Background technology
Current, the challenge of human maximum is exactly to find the reproducible energy to substitute traditional petroleum-based energy, thereby meets the growing energy demand of the mankind.This just requires us need to find a kind of low cost, the energy of abundant raw materials.Therefore the sun also just becomes the clean and cheap energy.Photovoltaic cell also just becomes and wishes place.
Traditional photovoltaic cell, such as without machine battery CdTe etc., toxicity is higher, and natural abundance is little, and by contrast, organic battery can be avoided these problems.Dye sensitization solar battery is the dye cell based on nano-metal-oxide semiconductor film, and it is the battery that has color and decorate attribute.Since the people such as Gratzel in 1991 have reported after the great discovery of dye sensitization solar battery aspect, in subsequently 20 years, obtained major progress.

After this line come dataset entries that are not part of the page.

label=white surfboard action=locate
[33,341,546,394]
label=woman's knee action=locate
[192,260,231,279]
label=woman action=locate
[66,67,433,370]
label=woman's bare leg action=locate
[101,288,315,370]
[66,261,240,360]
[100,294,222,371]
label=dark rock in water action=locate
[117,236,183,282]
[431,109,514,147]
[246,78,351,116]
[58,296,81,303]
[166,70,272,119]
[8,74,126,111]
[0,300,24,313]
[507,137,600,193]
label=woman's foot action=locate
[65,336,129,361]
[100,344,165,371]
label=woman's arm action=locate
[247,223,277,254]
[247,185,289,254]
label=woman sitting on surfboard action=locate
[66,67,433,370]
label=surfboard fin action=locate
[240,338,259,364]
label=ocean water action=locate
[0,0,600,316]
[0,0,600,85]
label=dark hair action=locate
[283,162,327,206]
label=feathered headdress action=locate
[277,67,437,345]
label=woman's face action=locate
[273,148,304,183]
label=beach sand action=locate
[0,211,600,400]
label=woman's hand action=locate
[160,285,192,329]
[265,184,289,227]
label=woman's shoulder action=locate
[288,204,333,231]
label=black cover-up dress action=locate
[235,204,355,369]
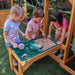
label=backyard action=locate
[0,0,75,75]
[0,5,72,75]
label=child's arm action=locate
[40,27,46,36]
[28,31,32,40]
[57,28,66,44]
[19,29,25,37]
[48,23,53,38]
[3,31,18,48]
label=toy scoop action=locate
[18,43,24,50]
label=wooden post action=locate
[24,0,27,18]
[43,0,49,34]
[8,48,14,71]
[18,62,23,75]
[11,0,13,7]
[63,0,75,62]
[73,25,75,36]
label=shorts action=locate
[55,30,68,38]
[5,39,22,50]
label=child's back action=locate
[25,19,42,39]
[25,8,45,40]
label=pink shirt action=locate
[25,19,42,39]
[51,17,68,32]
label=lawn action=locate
[0,6,72,75]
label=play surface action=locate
[11,37,57,62]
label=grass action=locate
[0,6,74,75]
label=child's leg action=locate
[58,32,68,58]
[55,30,61,41]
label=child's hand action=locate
[22,33,25,37]
[57,41,62,44]
[47,35,51,39]
[42,33,46,38]
[12,43,18,48]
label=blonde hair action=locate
[33,7,44,18]
[7,5,24,18]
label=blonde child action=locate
[3,5,25,66]
[47,10,68,58]
[25,7,45,40]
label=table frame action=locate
[8,44,65,75]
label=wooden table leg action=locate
[18,62,23,75]
[8,48,14,71]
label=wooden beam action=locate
[11,0,13,7]
[63,1,75,62]
[69,0,74,4]
[24,0,27,18]
[43,0,49,34]
[60,63,75,75]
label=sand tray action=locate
[35,38,56,50]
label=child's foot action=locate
[13,59,17,66]
[53,51,58,54]
[57,53,64,58]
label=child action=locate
[25,7,45,40]
[3,5,25,66]
[47,10,68,58]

Light-sensitive coloring agent is undoubtedly the important component part of battery, and it is determining the spectral absorption attribute of battery, and it has great impact for short-circuit current and open circuit voltage.In the dyestuff that can use at battery, ruthenium complex dyestuff especially receives publicity, and it has good absorption in visible region, and the life-span of excited state is long, thereby possesses feasibility.2006, it was 11% battery that sharp company announce to be used N3 to make photoelectric efficiency.Gratzel group also declares that using the cell photoelectric efficiency that N719 makes is 11%.Thereby there is better application prospect containing the ruthenium complex dyestuff of dipyridyl acid.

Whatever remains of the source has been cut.